A lot of homes have ventilation in the roof. This helps circulate excess heat out of the house as the heat naturally rises into the attic from the floors below it. According to Snap-Z Roof Vents, increasing air circulation will be beneficial since venting trapped heat reduces cooling bills and prevents your A/C from working overtime to cool things down. If you do not have a ventilation system because you have an older home, you can still install this type of system now to help direct the flow of hot air out of the house and begin to benefit from it within the coming months.

Use a Smart Thermostat

So many new pieces of technology now make it possible to control heating and cooling remotely. Even if you forget to turn your thermostat down before leaving for work in the morning, or turn it up before you get home in the evening, Simply Switch points out that you can use your smartphone and an app to adjust your home temperature. Install the smart thermostat, link it to the app on your phone, and then open the app wherever you are connected to Wi-Fi, and touch the screen to adjust the temperature at home! You can even program the thermostat to start warming the home when your phone is headed in the right direction.

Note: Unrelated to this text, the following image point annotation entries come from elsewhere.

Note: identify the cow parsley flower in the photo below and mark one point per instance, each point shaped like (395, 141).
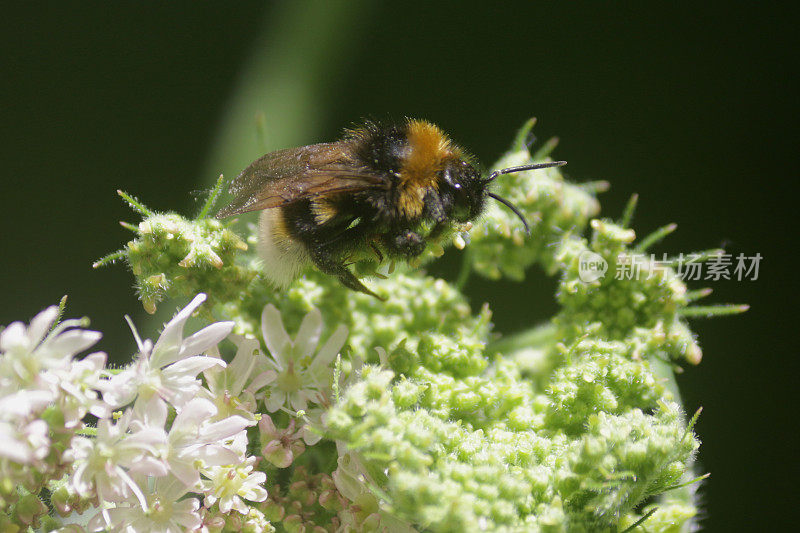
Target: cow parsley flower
(231, 486)
(169, 368)
(166, 511)
(302, 370)
(103, 463)
(195, 439)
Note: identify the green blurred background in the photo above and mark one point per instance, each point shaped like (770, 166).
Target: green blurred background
(694, 107)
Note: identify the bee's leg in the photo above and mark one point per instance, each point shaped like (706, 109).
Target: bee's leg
(405, 243)
(329, 264)
(437, 230)
(377, 251)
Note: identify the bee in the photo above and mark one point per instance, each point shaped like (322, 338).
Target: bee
(384, 188)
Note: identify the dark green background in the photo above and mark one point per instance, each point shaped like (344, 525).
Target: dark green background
(693, 107)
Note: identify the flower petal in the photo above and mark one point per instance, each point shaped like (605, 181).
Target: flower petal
(168, 344)
(205, 338)
(275, 336)
(41, 323)
(331, 347)
(308, 335)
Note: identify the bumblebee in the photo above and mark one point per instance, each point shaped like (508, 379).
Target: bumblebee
(387, 188)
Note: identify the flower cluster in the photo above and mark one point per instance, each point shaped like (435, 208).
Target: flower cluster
(401, 415)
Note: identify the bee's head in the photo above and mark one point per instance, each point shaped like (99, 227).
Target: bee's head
(463, 187)
(468, 191)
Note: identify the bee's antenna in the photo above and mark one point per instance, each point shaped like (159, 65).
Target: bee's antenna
(513, 208)
(511, 170)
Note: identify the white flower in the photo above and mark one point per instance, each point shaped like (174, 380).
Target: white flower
(280, 447)
(195, 440)
(28, 351)
(102, 463)
(234, 388)
(169, 369)
(166, 511)
(301, 376)
(37, 371)
(232, 485)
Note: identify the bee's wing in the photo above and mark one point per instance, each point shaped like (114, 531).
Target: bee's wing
(287, 176)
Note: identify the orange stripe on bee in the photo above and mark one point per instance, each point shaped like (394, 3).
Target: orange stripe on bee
(428, 147)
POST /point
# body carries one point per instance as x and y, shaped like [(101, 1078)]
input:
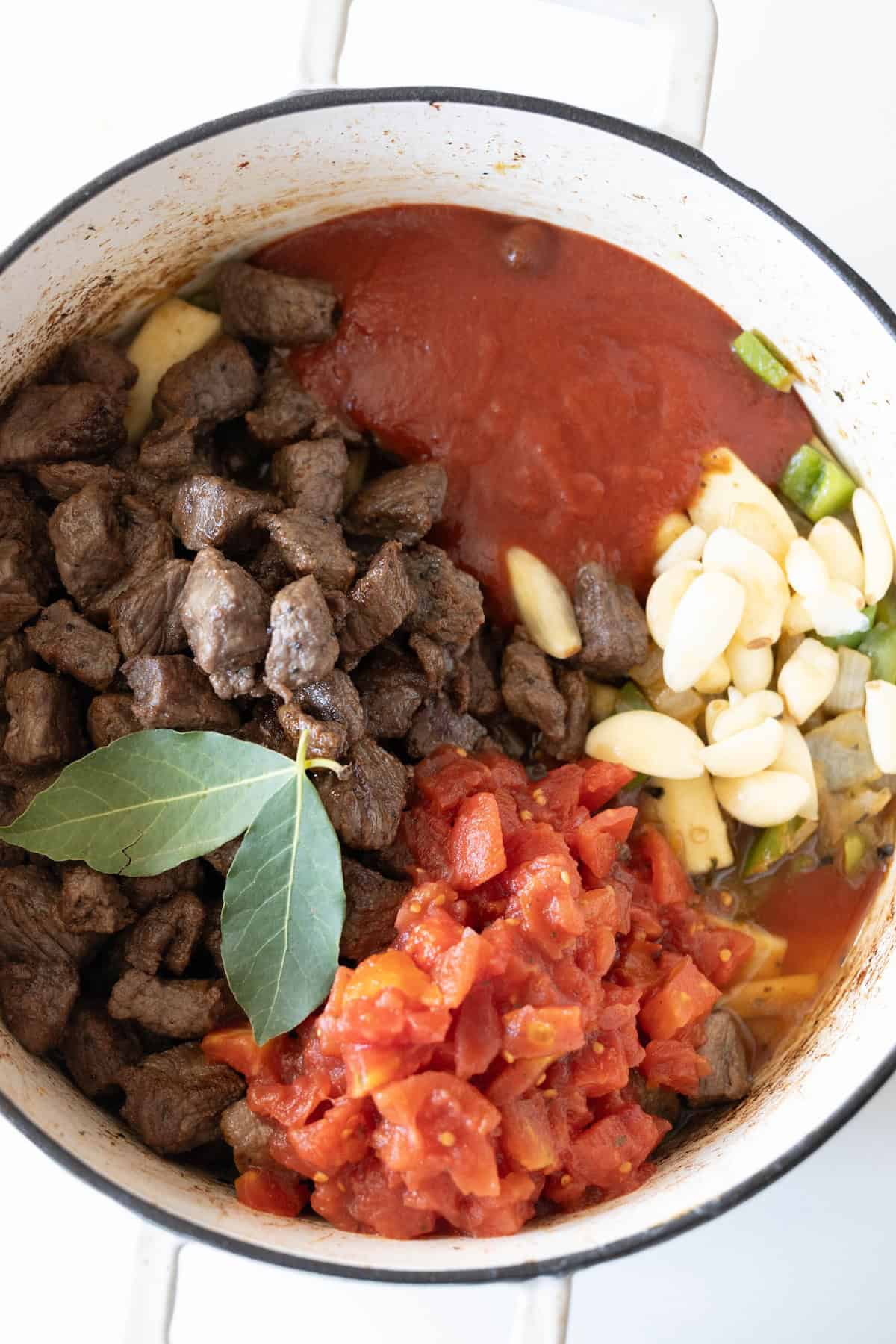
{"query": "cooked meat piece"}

Add Extra Insulation to Your Home

There are at least two ways to add extra insulation to your home that impact how well your home conserves heat and/or cooled air. One is to add extra insulation to the exterior walls under your siding. This is often referred to as a "home envelope" approach to insulating your home. The other adds more insulation, blown or rolled, to your attic to prevent heat from escaping. R-25 value or higher is recommended, although it depends on where you live.

Replace Old Windows and Doors

Old windows leak heat and air-conditioned air like a sieve. This is a major problem when you are trying to lower your energy costs. Replace the windows with double-pane argon-E glass, or triple-pane argon-E glass, if you can afford the extra panes in your budget. This blocks all heat or cooled air from escaping and prevents the outside air from creeping inside.
Old doors are terribly drafty too. IDC Automatic recommends switching to a modern entry that uses solid core, double-insulated doors which block outdoor air from getting in, and indoor air from leaking out. Window and door manufacturers make complementary styles that double as energy-savers for your home.
If you want, you could make all of the above renovations at once. A majority of the energy-saving renovations can be completed by a roofing and siding installer or by an HVAC company. Some roofing and siding companies also do HVAC, which makes a total home renovation project for the purpose of conserving energy all that more convenient.
The above list is just a sample of the many ways you can conserve heat and cooled air, but they are also good places to start because the costs are not extravagant. A decent tax refund can easily pay for most of the options listed above, and some, like the solar panels and energy-efficient heating and cooling systems, can even provide tax breaks on next year's taxes. If you plan it out really well, you can complete the energy-saving renovations that also offer tax breaks such that next year those tax breaks will give you a bigger refund to complete additional energy-saving projects!